Porém, os tribunais portugueses transformaram-se num inferno para os credores e num paraíso para os caloteiros. Quem quiser cobrar uma dívida em tribunal arrastar-se-á por lá durante anos e anos, gastará quantias elevadíssimas em custas judiciais e no final, se conseguir provar o crédito, receberá uma sentença que o próprio tribunal se recusa a fazer cumprir, obrigando o credor a recorrer a um profissional liberal (solicitador) para a executar. Ou seja, o tribunal abdica de fazer cumprir as suas decisões soberanas, remetendo os beneficiários dessas decisões para o «mercado». A privatização da acção executiva, levada a cabo há sete anos pela então ministra Celeste Cardona com a cumplicidade da Ordem dos Advogados, constitui um dos maiores escândalos de sempre na justiça portuguesa. Sublinhe-se que a acção executiva é um processo doloroso e traumático, que desde sempre foi conduzido por juízes. De repente, porém, um governo achou que ele devia passar para as mãos de um profissional liberal que nem sequer é licenciado em direito. O resultado está à vista.
O mesmo, aliás, está a acontecer noutros domínios, como os processos do direito de família, que têm vindo a ser retirados dos tribunais e remetidos para as conservatórias de registo civil. Sublinhe-se, por comparação, que no caso de falência de uma empresa, onde estão em causa apenas interesses económicos, o respectivo processo é dirigido por um juiz, com advogados, um magistrado do MP, administradores da falência, tudo com a maior solenidade e todas as garantias processuais. Mas, em se tratando, por exemplo, da dissolução de um casamento, onde estão em causa valores imateriais relevantíssimos, as pessoas são remetidas para funcionários públicos.
Idêntica solução pretende-se também estender aos inventários, ou seja a alguns dos processos judiciais de maior densidade litigiosa e conflituosidade pessoal. Agora o estado quer que esses processos deixem de ser tramitados nos tribunais sob a direcção de juízes para os remeter para as conservatórias de registo predial e para os cartórios notariais. Está-se mesmo a ver o que vai acontecer com as partilhas de heranças fora dos tribunais entre herdeiros desavindos.
O estado, em vez de formar mais e melhores magistrados, impede as pessoas de ir aos tribunais. Em vez de se preocupar em fazer mais e melhor justiça, apenas procura «aliviar» e «descongestionar» os tribunais. Em vez de criar novos tribunais, o estado entrega a justiça a privados ou então gasta quantias astronómicas na criação de arremedos de tribunais como os julgados de paz, não para resolver com justiça os litígios que ameaçam a paz social, mas para forçar pessoas desavindas a fazer as pazes.

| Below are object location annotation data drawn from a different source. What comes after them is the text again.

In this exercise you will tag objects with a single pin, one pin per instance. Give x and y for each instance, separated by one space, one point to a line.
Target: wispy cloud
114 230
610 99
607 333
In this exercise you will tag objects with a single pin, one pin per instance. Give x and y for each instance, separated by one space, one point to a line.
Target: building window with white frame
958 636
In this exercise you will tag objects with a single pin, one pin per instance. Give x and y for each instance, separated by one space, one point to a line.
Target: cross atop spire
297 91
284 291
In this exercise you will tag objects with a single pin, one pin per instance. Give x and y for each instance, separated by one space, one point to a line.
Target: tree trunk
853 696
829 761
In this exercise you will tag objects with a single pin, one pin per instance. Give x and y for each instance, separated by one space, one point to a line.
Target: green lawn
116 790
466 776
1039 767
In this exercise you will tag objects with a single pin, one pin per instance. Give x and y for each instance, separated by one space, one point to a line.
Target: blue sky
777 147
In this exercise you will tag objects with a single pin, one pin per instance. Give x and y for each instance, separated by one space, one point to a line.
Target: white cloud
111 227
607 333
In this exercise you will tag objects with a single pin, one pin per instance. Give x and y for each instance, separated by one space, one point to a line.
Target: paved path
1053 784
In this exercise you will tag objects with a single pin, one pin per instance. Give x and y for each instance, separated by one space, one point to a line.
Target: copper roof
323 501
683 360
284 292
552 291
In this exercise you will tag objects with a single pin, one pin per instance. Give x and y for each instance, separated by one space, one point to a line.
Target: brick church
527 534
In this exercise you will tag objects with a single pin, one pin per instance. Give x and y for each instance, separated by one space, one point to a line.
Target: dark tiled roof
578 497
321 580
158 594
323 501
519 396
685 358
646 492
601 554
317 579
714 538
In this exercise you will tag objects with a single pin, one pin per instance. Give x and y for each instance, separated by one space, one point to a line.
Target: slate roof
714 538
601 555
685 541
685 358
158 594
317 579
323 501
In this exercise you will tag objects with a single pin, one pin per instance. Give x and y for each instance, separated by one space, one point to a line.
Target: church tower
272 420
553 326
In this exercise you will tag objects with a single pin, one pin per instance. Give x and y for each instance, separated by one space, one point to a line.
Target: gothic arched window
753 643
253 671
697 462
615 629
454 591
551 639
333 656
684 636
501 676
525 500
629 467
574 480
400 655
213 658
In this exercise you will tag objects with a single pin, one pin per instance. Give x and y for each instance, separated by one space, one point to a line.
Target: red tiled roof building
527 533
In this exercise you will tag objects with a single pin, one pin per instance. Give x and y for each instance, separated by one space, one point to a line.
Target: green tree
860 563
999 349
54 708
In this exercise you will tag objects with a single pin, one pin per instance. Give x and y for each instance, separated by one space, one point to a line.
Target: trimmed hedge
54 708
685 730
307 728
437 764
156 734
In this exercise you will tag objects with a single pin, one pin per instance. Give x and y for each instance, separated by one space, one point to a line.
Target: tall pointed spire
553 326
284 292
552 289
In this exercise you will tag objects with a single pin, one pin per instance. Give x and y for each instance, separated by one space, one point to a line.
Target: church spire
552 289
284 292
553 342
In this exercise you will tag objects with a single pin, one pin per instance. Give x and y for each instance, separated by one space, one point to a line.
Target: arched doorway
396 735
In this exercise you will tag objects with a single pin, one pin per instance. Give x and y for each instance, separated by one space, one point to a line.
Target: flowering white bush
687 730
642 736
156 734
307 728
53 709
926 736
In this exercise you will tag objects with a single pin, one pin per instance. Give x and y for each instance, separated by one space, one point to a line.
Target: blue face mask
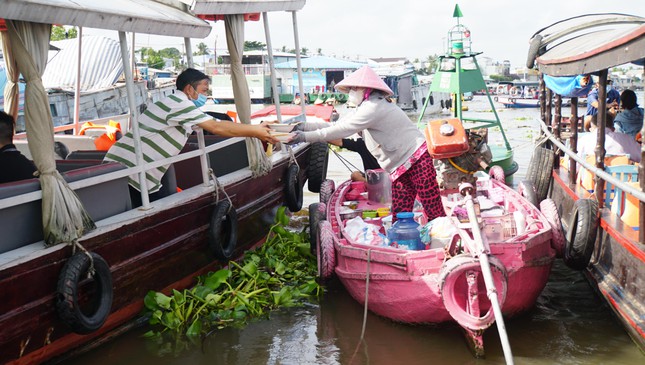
201 100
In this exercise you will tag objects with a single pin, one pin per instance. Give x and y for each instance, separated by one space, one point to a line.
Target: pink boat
444 282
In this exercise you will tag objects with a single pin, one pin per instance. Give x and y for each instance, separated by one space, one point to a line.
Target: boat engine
457 153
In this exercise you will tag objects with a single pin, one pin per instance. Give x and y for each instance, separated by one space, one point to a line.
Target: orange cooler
446 138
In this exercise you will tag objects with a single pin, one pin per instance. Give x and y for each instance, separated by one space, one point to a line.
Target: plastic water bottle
404 233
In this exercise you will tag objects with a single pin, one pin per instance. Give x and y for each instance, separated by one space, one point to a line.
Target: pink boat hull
405 285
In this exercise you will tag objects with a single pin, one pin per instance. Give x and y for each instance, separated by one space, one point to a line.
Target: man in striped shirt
164 128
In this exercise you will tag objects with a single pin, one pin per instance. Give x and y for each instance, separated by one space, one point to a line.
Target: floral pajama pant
419 181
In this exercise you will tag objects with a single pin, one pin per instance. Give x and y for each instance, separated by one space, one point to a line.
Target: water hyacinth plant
280 273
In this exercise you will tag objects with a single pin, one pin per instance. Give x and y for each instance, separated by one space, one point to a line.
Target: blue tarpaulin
569 86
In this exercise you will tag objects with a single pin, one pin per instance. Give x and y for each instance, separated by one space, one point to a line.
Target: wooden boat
432 285
605 222
49 307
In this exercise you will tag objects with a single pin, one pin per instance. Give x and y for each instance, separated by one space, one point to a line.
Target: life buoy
581 237
67 299
539 171
550 211
326 256
317 171
327 188
527 190
293 188
454 290
317 213
497 173
222 232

Como se isso não bastasse, os cidadãos que conseguem ir a tribunal têm gastar elevadas quantias nas usurárias custas judiciais a que são condenadas pelos juízes.
Como dizia um pensador da contemporaneidade lisboeta, «isto não vai acabar bem».


Este é um bom e justo combate do bastonário.
E desta vez não defende a «dama» errada.
A desjudicialização é a solução, má e mal pensada, encontrada pelos governos Sócrates para resolver o problema da Justiça.
Mais uma vez não resolveu nada, só complicou a vida aos cidadãos.